This dissertation focuses on three problems in analytic number theory, one of a multiplicative nature, and the latter two additive. The first problem concerns some generalizations of smooth numbers and Bombieri-Vinogradov-type theorems when the moduli are restricted to these numbers. In particular, we show that we can use a preliminary beta sieve to replace the multiple densely divisible numbers used in Polymath 8's \cite{Polymath8Writeup} refinement of Zhang's \cite{Zhang} theorem on bounded gaps between primes. This simplification retains the necessary asymptotic bounds, which allows us to subsequently apply the GPY sieve and preserve the bounds attained by the Polymath project.
Second, we examine the Jacobi-Faulhaber theorem and its refinements and generalizations. The original formulation of the theorem states that sums of consecutive higher powers can be written as polynomials of sums of consecutive integers and sums of consecutive squares. We generalize this result by considering what necessary and sufficient conditions on a set of exponents imply that polynomials of sums of consecutive powers of those exponents can represent sums of consecutive higher powers.

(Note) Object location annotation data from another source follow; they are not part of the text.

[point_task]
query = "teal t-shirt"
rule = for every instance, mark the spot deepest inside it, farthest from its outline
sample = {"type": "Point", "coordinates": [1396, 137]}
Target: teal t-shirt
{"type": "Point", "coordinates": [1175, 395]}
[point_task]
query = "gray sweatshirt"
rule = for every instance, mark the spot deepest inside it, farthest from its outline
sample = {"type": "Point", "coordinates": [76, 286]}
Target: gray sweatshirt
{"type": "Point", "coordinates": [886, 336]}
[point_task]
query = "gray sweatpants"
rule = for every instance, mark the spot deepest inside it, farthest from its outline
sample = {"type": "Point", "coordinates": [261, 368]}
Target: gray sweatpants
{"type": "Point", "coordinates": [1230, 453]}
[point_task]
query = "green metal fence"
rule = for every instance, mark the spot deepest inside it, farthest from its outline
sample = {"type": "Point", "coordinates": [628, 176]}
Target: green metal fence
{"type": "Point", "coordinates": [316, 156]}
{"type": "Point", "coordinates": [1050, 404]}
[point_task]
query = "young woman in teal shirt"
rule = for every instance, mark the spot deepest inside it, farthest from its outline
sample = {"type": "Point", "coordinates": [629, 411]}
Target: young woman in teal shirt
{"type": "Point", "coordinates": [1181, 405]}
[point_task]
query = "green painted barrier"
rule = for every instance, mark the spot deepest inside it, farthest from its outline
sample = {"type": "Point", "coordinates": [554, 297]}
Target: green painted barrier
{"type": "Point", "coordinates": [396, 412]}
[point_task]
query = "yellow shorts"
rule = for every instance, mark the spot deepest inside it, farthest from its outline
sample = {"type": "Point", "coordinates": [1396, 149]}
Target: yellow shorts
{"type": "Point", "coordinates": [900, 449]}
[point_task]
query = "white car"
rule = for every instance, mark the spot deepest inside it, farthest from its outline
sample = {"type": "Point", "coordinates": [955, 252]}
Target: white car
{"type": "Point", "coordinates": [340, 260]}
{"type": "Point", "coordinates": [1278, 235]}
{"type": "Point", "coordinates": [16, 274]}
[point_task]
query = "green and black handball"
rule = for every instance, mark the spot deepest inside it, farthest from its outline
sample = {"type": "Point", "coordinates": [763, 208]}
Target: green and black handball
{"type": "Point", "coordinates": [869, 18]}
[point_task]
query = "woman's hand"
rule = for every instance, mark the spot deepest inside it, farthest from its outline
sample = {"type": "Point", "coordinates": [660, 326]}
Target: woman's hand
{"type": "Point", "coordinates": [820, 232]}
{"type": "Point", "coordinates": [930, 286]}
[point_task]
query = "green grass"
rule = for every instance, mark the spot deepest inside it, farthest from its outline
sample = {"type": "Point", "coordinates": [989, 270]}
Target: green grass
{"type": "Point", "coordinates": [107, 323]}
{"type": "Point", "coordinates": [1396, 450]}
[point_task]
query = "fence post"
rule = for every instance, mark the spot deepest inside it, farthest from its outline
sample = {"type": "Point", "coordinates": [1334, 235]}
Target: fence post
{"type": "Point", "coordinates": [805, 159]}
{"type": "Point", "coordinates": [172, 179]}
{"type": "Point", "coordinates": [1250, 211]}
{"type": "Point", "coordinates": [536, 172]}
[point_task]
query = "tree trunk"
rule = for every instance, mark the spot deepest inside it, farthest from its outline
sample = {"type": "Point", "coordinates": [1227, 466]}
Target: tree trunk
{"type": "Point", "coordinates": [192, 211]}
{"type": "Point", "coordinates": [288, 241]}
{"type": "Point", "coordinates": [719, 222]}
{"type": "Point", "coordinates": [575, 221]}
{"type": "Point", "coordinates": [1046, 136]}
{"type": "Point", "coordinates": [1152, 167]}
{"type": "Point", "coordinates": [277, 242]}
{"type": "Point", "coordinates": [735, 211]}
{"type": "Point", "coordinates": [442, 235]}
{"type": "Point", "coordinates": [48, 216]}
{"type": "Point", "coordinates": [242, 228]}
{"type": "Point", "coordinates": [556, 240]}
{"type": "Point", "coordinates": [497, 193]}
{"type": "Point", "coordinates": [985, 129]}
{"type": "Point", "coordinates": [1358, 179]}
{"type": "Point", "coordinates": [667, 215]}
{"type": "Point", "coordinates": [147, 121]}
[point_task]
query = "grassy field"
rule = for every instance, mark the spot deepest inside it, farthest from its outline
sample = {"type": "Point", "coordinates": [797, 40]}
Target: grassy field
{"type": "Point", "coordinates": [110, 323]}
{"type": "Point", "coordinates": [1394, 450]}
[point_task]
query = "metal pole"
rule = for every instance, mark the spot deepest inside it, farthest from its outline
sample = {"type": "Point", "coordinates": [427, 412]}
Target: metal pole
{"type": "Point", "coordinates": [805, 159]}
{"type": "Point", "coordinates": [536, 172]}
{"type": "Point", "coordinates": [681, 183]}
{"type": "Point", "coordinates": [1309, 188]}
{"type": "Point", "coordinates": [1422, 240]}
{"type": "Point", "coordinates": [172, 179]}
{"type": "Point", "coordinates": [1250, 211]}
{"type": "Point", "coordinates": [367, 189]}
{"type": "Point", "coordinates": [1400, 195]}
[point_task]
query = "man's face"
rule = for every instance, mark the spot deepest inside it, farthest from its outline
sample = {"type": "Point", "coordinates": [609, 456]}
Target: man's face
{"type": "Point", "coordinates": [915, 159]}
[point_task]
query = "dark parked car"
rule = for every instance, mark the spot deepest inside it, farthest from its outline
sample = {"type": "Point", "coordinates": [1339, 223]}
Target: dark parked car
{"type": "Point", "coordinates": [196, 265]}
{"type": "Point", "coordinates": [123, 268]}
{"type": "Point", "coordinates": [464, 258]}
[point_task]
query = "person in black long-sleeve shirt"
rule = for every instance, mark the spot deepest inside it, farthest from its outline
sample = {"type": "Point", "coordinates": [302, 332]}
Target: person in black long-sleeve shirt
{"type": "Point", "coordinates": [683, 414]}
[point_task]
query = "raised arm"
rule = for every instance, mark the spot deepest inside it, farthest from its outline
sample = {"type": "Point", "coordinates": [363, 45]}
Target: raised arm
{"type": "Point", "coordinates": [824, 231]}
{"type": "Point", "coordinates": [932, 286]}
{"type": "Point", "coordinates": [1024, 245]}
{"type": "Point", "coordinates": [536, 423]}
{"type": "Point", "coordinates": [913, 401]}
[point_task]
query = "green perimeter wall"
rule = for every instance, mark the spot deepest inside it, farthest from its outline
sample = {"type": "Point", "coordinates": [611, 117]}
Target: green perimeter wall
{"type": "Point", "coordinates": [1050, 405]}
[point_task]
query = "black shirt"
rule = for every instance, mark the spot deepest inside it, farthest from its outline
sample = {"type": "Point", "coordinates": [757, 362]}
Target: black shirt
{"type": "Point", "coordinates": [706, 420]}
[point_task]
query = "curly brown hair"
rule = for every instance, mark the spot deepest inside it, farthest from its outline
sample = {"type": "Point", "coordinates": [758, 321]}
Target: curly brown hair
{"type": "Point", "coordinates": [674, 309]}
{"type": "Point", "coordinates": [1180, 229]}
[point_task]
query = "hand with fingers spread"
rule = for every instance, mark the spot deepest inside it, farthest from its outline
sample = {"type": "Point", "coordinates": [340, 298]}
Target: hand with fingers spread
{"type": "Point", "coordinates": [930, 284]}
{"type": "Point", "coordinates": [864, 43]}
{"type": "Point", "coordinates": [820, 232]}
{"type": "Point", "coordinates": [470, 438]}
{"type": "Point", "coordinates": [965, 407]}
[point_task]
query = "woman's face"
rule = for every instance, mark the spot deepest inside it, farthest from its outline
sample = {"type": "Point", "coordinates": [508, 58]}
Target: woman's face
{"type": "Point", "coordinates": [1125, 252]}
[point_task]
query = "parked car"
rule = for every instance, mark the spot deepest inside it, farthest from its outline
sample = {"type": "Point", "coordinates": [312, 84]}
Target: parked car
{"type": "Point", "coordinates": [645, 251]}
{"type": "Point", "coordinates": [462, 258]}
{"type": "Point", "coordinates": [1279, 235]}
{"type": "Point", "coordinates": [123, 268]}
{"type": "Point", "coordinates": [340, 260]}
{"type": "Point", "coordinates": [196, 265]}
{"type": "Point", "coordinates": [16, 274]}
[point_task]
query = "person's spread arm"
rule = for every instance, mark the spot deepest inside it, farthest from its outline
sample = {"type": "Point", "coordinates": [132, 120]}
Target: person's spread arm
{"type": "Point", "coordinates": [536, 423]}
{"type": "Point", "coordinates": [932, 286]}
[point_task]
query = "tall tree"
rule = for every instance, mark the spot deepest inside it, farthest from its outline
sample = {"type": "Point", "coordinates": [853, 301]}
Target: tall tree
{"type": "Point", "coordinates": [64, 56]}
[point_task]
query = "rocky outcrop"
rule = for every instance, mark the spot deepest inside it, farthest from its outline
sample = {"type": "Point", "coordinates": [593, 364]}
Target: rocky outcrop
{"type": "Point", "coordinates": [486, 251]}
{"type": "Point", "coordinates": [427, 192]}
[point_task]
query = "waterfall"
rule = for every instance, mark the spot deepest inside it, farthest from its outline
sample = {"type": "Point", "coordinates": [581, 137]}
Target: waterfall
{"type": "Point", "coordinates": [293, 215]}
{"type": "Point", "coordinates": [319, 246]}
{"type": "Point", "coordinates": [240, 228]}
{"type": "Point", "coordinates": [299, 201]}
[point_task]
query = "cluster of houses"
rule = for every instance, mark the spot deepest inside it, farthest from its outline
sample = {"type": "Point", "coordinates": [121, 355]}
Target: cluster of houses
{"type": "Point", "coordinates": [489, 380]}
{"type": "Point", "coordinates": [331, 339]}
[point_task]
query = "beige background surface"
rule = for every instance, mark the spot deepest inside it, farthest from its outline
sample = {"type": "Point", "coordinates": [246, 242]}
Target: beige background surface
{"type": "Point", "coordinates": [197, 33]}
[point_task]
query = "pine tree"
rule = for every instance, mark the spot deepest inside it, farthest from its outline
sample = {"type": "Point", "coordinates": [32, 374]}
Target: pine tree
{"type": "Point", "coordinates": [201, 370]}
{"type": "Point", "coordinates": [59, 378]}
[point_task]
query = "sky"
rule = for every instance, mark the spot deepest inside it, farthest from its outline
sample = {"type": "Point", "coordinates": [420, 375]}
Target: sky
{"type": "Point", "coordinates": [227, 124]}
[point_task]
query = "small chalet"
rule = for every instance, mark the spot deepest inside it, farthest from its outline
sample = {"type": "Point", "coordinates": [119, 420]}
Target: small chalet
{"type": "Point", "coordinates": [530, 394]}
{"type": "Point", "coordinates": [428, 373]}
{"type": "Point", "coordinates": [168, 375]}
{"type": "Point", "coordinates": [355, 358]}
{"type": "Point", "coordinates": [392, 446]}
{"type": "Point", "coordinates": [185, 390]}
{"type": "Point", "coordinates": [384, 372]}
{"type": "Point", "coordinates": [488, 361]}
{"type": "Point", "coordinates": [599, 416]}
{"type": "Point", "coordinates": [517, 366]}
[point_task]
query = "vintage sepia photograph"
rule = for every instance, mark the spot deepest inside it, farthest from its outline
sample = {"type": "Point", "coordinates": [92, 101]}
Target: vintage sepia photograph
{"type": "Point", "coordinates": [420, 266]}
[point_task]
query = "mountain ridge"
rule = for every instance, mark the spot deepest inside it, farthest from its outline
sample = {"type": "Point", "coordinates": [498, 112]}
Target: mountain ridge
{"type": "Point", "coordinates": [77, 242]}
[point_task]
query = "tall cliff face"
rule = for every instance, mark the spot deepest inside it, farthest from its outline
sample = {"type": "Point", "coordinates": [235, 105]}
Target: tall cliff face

We also inspect generalizations of the Jacobi-Faulhaber theorem for power-sums in arithmetic progressions, classifying the cases for which the full strength of the original theorem hold.
The third problem is a new approach to the asymptotic formula in Waring’s problem. We consider the circle method on weighted exponential sums that serve as modified generating functions in Waring's problem. Our evaluation of the contribution over the major arcs simplifies the methods used for the unweighted counterpart. By generalizing Hua's lemma, we obtain new mean value estimates for weighted exponential sums, which, when combined with our pointwise and recent decoupling results \cite{BDGVin, WooleyVin}, provides bounds that match the current bounds for the number of variables needed to represent all sufficiently large integers as sums of $k$-th powers. We also provide an equidistribution hypothesis that implies that our choice of weights is optimal.